Ciertamente. Asunción se mostraba áspera y poco amable con las personas á quienes trataba por primera vez. Su vida solitaria le daba gustos de recogimiento.
Asunción apenas salía de casa; su madrastra le había señalado en el piso principal un cuarto elegante, empapelado y con cortinones, que tenía un balcón que hacía esquina; pero ella prefería dejar este cuarto elegante é ir á las habitaciones desmanteladas del piso, donde vivía doña Gertrudis, su abuela.
En casa de Doña Gertrudis había un viejo mirador, casi colgado sobre un abismo, que daba encima de la Hoz del Júcar. Desde allá arriba se veía el barranco y el río; las golondrinas y los vencejos pasaban rozando con el ala el barandado, y á veces los milanos se acercaban tanto, como si tuvieran curiosidad de saber lo que pasaba en el interior.
Asunción solía estar allí mucho tiempo.
Doña Gertrudis vivía en su cuarto alto sola, sin criada. Esta señora parecía la estampa de la severidad. Cobraba del Gobierno una pensión de veintidós duros al mes y la ahorraba íntegra: se alimentaba de la pequeña renta de una tierra.

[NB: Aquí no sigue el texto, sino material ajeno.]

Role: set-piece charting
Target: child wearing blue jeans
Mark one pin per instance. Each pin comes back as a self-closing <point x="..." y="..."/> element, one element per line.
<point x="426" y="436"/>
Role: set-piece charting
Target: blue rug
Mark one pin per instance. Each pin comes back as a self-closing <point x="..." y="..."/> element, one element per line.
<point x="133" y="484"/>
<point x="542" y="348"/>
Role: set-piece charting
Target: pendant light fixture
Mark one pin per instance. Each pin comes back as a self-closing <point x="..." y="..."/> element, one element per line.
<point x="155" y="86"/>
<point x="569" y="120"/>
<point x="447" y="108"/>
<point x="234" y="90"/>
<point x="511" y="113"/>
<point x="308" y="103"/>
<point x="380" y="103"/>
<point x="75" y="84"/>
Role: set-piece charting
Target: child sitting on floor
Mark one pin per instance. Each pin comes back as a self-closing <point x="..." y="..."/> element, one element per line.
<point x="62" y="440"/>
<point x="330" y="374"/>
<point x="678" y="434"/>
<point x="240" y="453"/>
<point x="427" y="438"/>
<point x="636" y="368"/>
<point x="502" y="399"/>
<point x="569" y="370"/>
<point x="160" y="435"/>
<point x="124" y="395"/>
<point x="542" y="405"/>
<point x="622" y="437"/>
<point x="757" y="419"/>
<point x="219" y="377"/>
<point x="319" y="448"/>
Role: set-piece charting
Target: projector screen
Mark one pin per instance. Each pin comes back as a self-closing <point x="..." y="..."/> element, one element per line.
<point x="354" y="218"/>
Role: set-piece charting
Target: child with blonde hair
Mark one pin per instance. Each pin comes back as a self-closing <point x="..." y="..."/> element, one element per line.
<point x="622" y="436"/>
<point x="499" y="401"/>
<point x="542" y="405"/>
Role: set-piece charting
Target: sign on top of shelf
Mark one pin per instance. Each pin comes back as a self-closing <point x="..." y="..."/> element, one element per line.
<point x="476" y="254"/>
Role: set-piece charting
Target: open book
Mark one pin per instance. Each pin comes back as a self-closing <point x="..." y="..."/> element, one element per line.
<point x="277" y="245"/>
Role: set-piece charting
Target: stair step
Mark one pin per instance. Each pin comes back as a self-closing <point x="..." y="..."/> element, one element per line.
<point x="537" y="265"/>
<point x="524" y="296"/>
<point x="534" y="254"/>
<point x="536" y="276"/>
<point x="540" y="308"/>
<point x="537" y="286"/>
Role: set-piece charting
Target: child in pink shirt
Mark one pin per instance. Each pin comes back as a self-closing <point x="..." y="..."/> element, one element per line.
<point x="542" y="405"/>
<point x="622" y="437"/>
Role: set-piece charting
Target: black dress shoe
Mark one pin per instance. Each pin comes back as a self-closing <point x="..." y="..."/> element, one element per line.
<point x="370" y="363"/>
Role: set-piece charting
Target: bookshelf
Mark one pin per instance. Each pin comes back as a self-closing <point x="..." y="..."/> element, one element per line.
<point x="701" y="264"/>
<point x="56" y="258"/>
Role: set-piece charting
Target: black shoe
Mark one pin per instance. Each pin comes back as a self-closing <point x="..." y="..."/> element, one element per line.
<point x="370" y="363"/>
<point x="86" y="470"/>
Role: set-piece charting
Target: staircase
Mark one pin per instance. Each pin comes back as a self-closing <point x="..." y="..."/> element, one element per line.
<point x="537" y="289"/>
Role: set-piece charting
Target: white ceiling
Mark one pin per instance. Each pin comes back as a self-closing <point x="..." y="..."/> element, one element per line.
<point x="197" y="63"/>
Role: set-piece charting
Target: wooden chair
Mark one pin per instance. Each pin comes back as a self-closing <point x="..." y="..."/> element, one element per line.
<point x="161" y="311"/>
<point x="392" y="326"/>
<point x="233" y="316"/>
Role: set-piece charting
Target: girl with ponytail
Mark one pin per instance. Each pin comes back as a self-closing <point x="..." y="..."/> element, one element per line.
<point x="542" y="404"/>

Doña Gertrudis había llegado á odiar profundamente á su nuera. Esta dió á su marido al casarse diez mil pesetas para levantar una hipoteca que gravaba sobre la casa de la Sirena. Doña Gertrudis quería reunir las diez mil pesetas, devolvérselas á la Cándida y entregar á su nieta la finca sin gravamen, para que fuese ella la dueña absoluta.

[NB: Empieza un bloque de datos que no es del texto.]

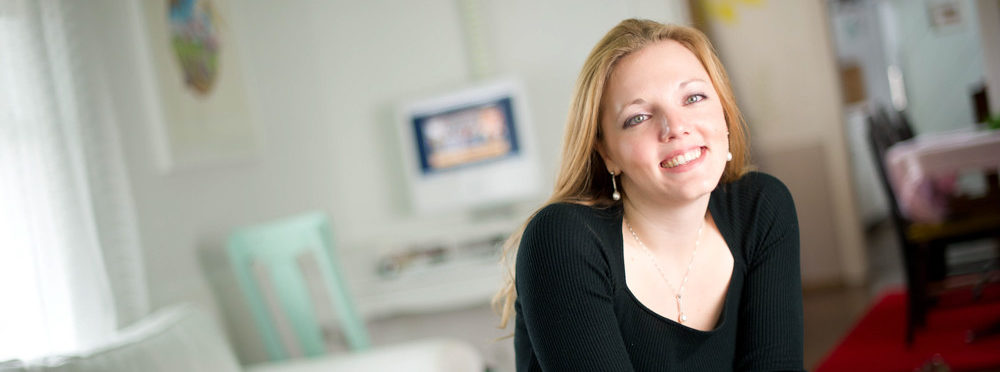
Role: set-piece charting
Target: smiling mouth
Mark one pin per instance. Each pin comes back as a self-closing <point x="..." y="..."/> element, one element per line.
<point x="681" y="159"/>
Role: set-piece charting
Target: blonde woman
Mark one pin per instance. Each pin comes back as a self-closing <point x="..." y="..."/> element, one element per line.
<point x="658" y="249"/>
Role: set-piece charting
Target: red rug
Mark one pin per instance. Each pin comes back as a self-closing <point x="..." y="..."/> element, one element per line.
<point x="876" y="342"/>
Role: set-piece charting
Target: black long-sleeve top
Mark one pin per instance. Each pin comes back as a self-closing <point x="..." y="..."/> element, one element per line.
<point x="575" y="313"/>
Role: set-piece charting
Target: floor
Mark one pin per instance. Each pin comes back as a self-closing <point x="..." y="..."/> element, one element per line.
<point x="828" y="314"/>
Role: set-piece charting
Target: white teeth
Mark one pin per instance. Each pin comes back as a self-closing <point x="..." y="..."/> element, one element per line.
<point x="681" y="159"/>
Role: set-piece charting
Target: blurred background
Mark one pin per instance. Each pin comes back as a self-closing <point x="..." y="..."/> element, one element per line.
<point x="153" y="151"/>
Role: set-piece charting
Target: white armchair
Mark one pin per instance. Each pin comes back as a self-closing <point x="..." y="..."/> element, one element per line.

Doña Gertrudis estaba fuerte: barría, hacía su cama y su comida en un hornillo pequeño; después, sentada en un sillón frailero, con los anteojos puestos, leía y rezaba una novena cada día.
Tenía una colección de libros amarillentos y usados, impresos en letras grandes. Hacía también que su nieta le leyera unas viejas ejecutorias que sacaba de un armario, y las escuchaba siempre como si fuera la primera vez que las oía.
Doña Gertrudis, seca, arrugada, dura, parecía el espíritu de la tradición de la casa; la Cándida era á ansiosa advenediza, que intentaba apoderarse de la vieja morada de la Sirena.
Entre estas dos mujeres, que se odiaban, vivía Asunción su vida humilde, como las plantas que nacen en la hendidura de dos losas, sin espacio para desarrollarse. Asunción cosía, bordaba, cuidaba de los tiestos y leía las ejecutorias que sacaba su abuela.